New methods used to accurately determine water and hydrocarbon saturation profile, hydrocarbon typing & reservoir extent (connectivity) in real time by using acquired insitu water salinity measurement downhole and measured hydrocarbon optical density from formation testers.
The uncertainties present from water salinity (Rw) values from nearby wells (due to vertical & aerial variations) may compute inaccurate hydrocarbon saturations when input in Archie's based fluid saturation model, which affects the hydrocarbon in place calculations. Also, relying only on pressure measurement for connectivity assessment & reservoir extent using Vertical Interference Testing (VIT) may sometimes be misleading & inconclusive due to supercharging in low permeability & low pressure contrast in high permeability which affects the field development plans. Therefore, the new methodology is introduced to overcome these challenges.

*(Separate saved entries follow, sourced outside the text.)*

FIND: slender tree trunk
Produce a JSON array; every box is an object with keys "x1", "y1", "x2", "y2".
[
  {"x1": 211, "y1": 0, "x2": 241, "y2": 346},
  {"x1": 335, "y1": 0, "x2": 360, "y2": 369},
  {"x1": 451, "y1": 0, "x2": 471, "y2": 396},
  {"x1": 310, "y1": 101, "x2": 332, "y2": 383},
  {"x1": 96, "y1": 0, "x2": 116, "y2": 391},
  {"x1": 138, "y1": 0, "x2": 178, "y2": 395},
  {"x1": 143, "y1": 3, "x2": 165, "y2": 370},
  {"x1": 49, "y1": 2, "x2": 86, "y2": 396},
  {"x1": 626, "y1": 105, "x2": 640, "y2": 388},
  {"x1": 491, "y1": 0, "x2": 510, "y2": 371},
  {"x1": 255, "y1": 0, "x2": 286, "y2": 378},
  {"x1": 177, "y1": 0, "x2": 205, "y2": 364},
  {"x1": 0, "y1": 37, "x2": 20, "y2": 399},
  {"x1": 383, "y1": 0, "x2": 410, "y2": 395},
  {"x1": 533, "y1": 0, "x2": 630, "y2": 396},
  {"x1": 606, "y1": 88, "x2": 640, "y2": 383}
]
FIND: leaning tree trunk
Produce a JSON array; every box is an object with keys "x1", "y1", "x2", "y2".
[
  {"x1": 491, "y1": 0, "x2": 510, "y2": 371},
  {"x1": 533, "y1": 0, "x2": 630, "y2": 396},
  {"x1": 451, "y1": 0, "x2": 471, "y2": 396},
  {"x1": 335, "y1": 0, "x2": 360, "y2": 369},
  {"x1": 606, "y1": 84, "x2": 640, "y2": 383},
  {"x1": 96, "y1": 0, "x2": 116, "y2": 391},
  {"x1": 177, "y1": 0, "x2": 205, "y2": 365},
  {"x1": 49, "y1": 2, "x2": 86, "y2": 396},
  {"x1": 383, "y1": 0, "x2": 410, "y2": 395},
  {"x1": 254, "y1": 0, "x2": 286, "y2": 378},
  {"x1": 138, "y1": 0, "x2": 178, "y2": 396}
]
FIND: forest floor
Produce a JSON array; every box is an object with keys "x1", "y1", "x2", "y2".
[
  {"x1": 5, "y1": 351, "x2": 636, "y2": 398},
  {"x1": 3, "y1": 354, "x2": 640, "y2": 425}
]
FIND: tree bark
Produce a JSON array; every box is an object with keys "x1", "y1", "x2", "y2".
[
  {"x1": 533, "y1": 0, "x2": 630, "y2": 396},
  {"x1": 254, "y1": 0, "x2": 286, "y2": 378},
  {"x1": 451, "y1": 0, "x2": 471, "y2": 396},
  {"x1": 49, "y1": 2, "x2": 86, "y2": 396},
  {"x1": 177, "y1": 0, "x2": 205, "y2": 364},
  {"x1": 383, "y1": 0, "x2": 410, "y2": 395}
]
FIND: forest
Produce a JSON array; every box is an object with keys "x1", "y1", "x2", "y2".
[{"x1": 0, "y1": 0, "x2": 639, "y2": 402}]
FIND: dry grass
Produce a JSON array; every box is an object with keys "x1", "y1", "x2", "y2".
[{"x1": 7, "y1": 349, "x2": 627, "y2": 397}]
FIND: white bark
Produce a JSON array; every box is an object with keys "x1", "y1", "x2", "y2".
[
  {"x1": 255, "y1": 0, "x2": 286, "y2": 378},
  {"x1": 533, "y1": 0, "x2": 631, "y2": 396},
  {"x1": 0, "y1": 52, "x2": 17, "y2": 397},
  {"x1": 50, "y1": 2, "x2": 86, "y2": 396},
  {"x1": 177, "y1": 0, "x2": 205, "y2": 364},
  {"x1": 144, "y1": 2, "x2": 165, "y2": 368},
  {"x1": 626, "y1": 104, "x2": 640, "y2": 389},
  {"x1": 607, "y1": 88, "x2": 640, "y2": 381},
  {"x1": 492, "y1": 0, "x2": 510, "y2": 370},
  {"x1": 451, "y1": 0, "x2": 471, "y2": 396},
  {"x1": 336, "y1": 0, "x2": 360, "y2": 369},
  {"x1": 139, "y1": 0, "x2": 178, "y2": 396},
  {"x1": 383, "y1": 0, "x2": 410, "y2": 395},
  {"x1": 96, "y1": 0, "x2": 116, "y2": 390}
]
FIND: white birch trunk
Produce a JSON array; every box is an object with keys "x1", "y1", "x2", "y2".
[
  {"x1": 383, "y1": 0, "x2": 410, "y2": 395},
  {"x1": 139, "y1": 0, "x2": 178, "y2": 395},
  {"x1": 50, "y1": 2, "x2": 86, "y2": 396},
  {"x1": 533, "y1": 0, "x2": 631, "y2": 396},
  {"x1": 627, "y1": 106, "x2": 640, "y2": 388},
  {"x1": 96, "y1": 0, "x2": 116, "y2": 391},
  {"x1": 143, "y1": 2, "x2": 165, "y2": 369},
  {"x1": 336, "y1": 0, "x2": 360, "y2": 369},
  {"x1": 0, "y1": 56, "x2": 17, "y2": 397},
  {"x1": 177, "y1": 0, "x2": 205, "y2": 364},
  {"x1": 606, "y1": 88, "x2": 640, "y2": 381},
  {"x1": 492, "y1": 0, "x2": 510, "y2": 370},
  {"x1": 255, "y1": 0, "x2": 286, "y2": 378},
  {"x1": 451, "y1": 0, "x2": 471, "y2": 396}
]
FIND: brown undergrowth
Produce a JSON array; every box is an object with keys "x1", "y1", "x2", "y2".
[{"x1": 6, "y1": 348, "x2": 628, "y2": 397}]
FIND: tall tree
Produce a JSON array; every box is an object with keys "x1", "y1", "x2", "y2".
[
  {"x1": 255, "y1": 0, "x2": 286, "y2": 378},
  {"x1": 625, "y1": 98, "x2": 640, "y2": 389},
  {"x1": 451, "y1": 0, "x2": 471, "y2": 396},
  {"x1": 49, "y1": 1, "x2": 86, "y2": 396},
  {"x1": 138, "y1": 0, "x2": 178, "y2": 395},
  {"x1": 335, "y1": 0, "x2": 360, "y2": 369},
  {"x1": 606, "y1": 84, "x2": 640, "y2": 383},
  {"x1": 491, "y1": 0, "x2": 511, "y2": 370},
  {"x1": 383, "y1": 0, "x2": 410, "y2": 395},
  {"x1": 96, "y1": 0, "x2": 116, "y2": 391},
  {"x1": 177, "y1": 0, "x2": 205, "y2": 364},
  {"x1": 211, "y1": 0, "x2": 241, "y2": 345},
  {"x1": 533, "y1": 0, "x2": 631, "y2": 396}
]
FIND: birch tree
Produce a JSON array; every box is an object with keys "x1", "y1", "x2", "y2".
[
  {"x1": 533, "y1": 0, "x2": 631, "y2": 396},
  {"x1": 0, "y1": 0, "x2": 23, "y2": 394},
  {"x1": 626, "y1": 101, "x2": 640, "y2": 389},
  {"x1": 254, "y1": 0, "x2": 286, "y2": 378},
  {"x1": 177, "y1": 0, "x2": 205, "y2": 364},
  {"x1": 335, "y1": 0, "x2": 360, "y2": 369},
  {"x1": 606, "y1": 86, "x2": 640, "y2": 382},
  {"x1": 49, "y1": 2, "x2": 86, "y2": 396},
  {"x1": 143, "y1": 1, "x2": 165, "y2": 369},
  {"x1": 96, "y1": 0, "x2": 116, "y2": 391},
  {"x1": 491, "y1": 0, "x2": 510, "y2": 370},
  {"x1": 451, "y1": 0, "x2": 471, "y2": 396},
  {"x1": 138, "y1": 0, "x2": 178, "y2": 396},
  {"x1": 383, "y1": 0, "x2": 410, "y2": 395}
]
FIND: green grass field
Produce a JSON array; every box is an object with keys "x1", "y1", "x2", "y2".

Firstly, the downhole water salinity is measured in a water zone at the bottom of the reservoir while pumping out using formation tester after achieving clean-out (negligible contamination). The values were input into the initial petrophysical model to recompute the new fluid saturation which was confirmed by pump-out fluid fractions from other zones.
Secondly, the optical density measurement from the spectroscopy was used to confirm the vertical connectivity though Reservoir Fluid Geodynamics & indicating a compositional gradient in real time in an oil column. This was done by constructing Flory-Huggins-Zuo (FHZ) Equation of State model and identifying asphaltene molecular size from optical density gradient.
These two methods will bring accurate & reliable results compared to conventional methods which has some uncertainties impacting evaluation & reservoir understanding. Secondly, will help in optimizing sampling & downhole fluid analysis programs which eventually saves cost & time & CO2 emissions. Thirdly, Optical Density gradient analysis can be also used for flow assurance prediction.